De nombreuses saintes ont illustré ce prénom : Catherine d'Alexandrie, Catherine de Suède, Catherine de Sienne. Qui ne connaît la rue du Bac et la Chapelle de la "Médaille miraculeuse" ? Celle que nous fêtons aujourd'hui était une simple paysanne sans instruction. Née en Bourgogne en 1806, Catherine Labouré entre dans la congrégation des Filles de la Charité fondée par saint Vincent de Paul. Dès le début de sa formation religieuse, elle fut favorisée d'une vision de la Vierge Marie lui donnant mission de faire graver et de répandre une médaille comportant, en référence aux Coeurs de Jésus et de Marie, la lettre M surmontée de la croix.
Du noviciat de Paris où elle entre en 1830 à l'hospice d'Enghien (où elle mourut le 31 décembre 1876), Catherine gardera le secret sur l'événement qui la fit entrer, à 24 ans, dans l'histoire de la spiritualité chrétienne.
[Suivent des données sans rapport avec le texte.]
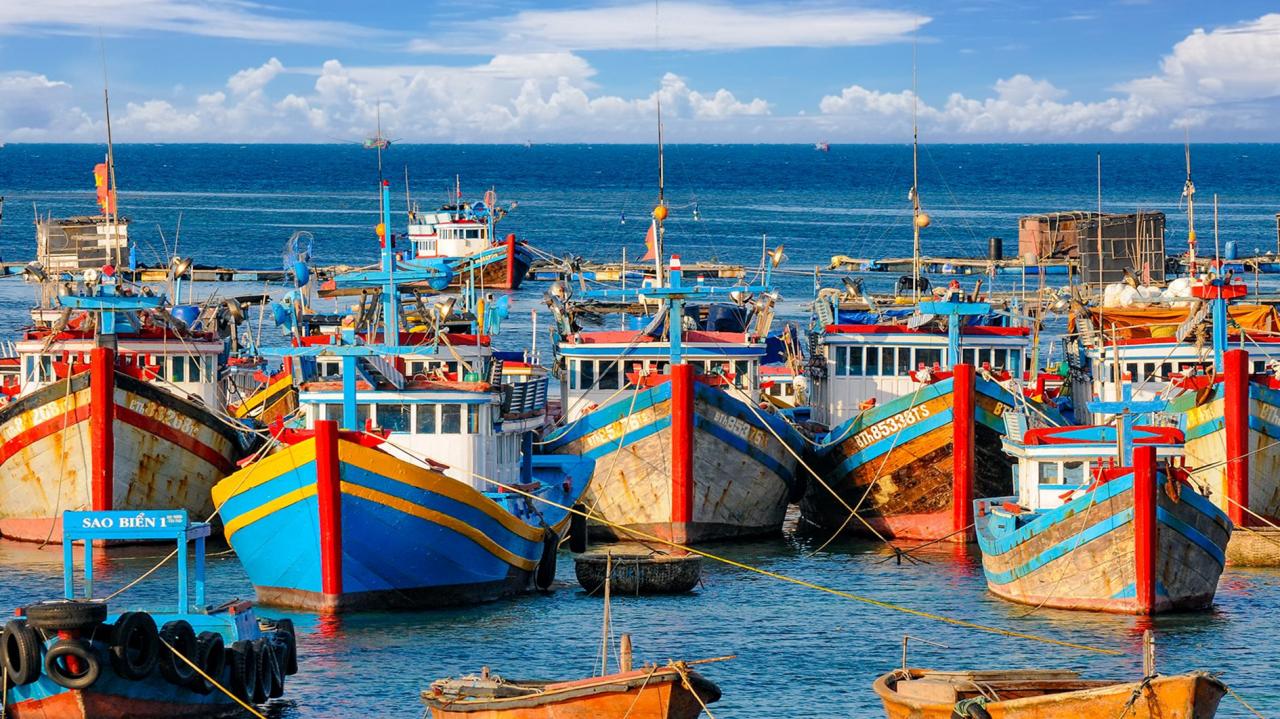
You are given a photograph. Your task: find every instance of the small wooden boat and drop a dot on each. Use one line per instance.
(922, 694)
(673, 691)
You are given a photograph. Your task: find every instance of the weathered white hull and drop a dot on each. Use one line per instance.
(165, 452)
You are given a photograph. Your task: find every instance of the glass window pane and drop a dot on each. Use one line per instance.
(608, 374)
(394, 417)
(425, 420)
(451, 418)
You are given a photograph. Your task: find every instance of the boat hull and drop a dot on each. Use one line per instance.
(163, 450)
(641, 694)
(351, 527)
(895, 465)
(743, 474)
(1083, 554)
(1206, 444)
(1188, 696)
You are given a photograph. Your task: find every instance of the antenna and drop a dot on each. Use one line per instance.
(918, 220)
(1189, 193)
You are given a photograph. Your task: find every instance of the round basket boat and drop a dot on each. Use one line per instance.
(638, 569)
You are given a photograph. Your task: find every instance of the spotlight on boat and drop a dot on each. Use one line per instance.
(179, 266)
(777, 256)
(35, 270)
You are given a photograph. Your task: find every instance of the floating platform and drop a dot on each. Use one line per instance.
(638, 569)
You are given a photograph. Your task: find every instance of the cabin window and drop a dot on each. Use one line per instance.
(928, 357)
(1048, 472)
(887, 360)
(586, 374)
(1075, 472)
(608, 374)
(872, 362)
(394, 417)
(424, 420)
(451, 418)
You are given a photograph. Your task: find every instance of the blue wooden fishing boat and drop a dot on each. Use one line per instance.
(412, 502)
(915, 402)
(670, 411)
(76, 659)
(1104, 520)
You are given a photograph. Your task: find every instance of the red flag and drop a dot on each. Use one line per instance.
(650, 241)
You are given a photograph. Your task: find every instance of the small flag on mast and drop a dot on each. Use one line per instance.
(650, 242)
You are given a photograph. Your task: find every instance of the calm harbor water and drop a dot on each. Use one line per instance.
(800, 653)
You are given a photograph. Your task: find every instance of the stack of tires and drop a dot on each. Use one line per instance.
(136, 649)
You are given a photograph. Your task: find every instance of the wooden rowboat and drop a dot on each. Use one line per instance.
(673, 691)
(922, 694)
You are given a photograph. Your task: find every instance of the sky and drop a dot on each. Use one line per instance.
(485, 71)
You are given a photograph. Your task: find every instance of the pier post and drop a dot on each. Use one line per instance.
(1235, 415)
(1146, 531)
(329, 503)
(681, 448)
(101, 426)
(961, 442)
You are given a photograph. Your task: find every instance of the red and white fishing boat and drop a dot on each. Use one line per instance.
(115, 407)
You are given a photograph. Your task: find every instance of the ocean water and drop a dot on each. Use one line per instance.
(799, 653)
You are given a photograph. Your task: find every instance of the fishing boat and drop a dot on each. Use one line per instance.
(913, 402)
(1098, 525)
(464, 234)
(411, 482)
(1189, 344)
(1040, 694)
(118, 406)
(77, 659)
(670, 415)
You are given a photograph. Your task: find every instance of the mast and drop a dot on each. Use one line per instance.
(918, 219)
(1189, 193)
(659, 213)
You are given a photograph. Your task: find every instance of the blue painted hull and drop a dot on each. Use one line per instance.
(1082, 555)
(744, 466)
(410, 536)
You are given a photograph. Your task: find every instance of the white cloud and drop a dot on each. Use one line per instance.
(241, 19)
(680, 26)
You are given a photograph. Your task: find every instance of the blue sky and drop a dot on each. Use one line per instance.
(269, 71)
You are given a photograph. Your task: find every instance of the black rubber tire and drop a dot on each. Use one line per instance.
(211, 659)
(289, 637)
(273, 667)
(243, 669)
(65, 614)
(545, 571)
(179, 635)
(268, 669)
(19, 649)
(65, 649)
(135, 645)
(577, 530)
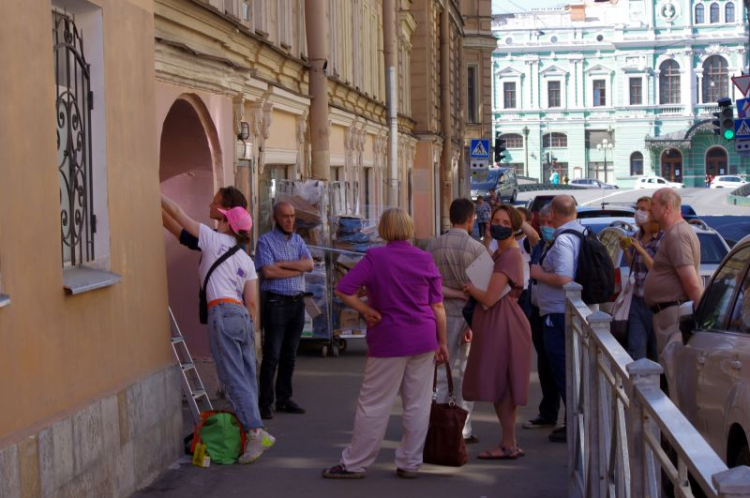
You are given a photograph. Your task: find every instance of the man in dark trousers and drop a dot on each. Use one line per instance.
(281, 259)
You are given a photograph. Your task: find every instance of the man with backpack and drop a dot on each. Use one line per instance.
(558, 268)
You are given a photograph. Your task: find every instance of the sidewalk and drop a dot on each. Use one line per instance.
(328, 389)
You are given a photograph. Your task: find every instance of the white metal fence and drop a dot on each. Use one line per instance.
(618, 419)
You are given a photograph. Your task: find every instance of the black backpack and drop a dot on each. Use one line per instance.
(595, 272)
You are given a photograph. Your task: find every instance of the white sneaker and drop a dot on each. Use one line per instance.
(256, 444)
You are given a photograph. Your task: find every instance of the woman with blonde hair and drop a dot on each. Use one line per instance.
(499, 362)
(406, 333)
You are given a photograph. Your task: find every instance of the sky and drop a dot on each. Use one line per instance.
(505, 6)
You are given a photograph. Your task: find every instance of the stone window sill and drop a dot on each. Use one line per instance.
(81, 279)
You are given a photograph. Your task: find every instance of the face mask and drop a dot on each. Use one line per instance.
(642, 217)
(548, 233)
(500, 233)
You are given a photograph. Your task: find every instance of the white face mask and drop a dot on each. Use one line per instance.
(642, 217)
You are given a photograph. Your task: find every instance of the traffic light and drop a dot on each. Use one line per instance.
(723, 125)
(499, 148)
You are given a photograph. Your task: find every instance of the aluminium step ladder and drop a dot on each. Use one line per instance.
(192, 385)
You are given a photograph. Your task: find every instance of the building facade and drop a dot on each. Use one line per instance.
(91, 393)
(614, 90)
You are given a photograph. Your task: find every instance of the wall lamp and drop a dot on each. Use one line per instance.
(244, 133)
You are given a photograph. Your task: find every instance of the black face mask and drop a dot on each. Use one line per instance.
(500, 233)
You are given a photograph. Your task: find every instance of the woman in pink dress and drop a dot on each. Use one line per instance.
(499, 362)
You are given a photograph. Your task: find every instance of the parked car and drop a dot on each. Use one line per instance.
(598, 219)
(708, 372)
(656, 182)
(536, 204)
(590, 183)
(713, 248)
(728, 181)
(503, 180)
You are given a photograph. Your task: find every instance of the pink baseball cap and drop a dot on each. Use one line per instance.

L'étonnant, le miraculeux, allait être la diffusion extraordinaire de cette médaille à des millions d'exemplaires, dans le monde entier. Ce n'est qu'après la mort de soeur Catherine qu'on apprit que c'était elle, "la voyante de la rue du Bac". Ainsi, pendant 45 ans, modeste et effacée, femme de foi et de prière, Catherine Labouré passa tout son temps à soigner malades et vieillards, à accueillir pauvres et immigrés. Elle cacha même des gendarmes évadés pendant les événements de la Commune.
L'un des cas les plus marquants de la dévotion à la "Médaille miraculeuse" fut la conversion d'Alphonse de Ratisbonne, d'origine juive, qui fondera la congrégation de Notre-Dame de Sion avec son frère.